O evento integra um projeto nacional, composto por uma rede de 40 instituições de ensino superior articuladas para formar mais de 700 enfermeiras obstétricas pelo país, com foco prioritário nas regiões do interior. No Acre, o programa abrange turmas de especialização e residência voltadas para profissionais atuantes nas regionais do Alto Acre, Alto Purus, Baixo Acre, Tarauacá-Envira e Juruá.

“A Ufac cumpre o seu papel social ao ampliar a formação e capacitar profissionais que atuam em um momento tão ímpar quanto o nascimento de uma criança”, disse o reitor Josimar Ferreira. “Contamos com alunos de todas as regionais. Isso gera um efeito multiplicador: o profissional capacitado coordena equipes locais e eleva diretamente a qualidade do atendimento prestado à população pelo SUS.”

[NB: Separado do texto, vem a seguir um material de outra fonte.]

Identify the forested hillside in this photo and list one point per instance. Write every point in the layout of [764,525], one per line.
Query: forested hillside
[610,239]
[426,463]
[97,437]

A coordenadora das formações no Estado e professora da Ufac, Sheley Borges, destacou a necessidade de repensar a prática profissional para garantir um cuidado humanizado e seguro. “A intencionalidade da nossa formação é reduzir a mortalidade materna e neonatal e alcançar as mulheres em uma dimensão em que sejam respeitadas. Queremos garantir que as escolhas não ocorram por medo, como optar por uma cesariana sem compreender que é uma cirurgia de grande porte.”

A coordenadora nacional do curso de especialização em Enfermagem Obstétrica da Rede Alyne, vinculada à Universidade Federal de Minas Gerais, Kleyde Ventura, ressaltou a relevância estratégica da parceria com a Ufac. “No Acre, vivemos uma condição muito especial, pois, com exceção de uma aluna, todas as especializadas são do interior. Estamos interiorizando e descentralizando os modos de formar, abordando o trabalho multiprofissional e a articulação de redes para garantir assistência de qualidade e direitos assegurados.”

Também participaram do seminário o promotor de Justiça do MP-AC, Gláucio Oshiro; o coordenador do curso de Enfermagem da Ufac, João Francalino; e o epidemiologista Serafim Salgado, coordenador das metodologias aplicadas no programa de formação.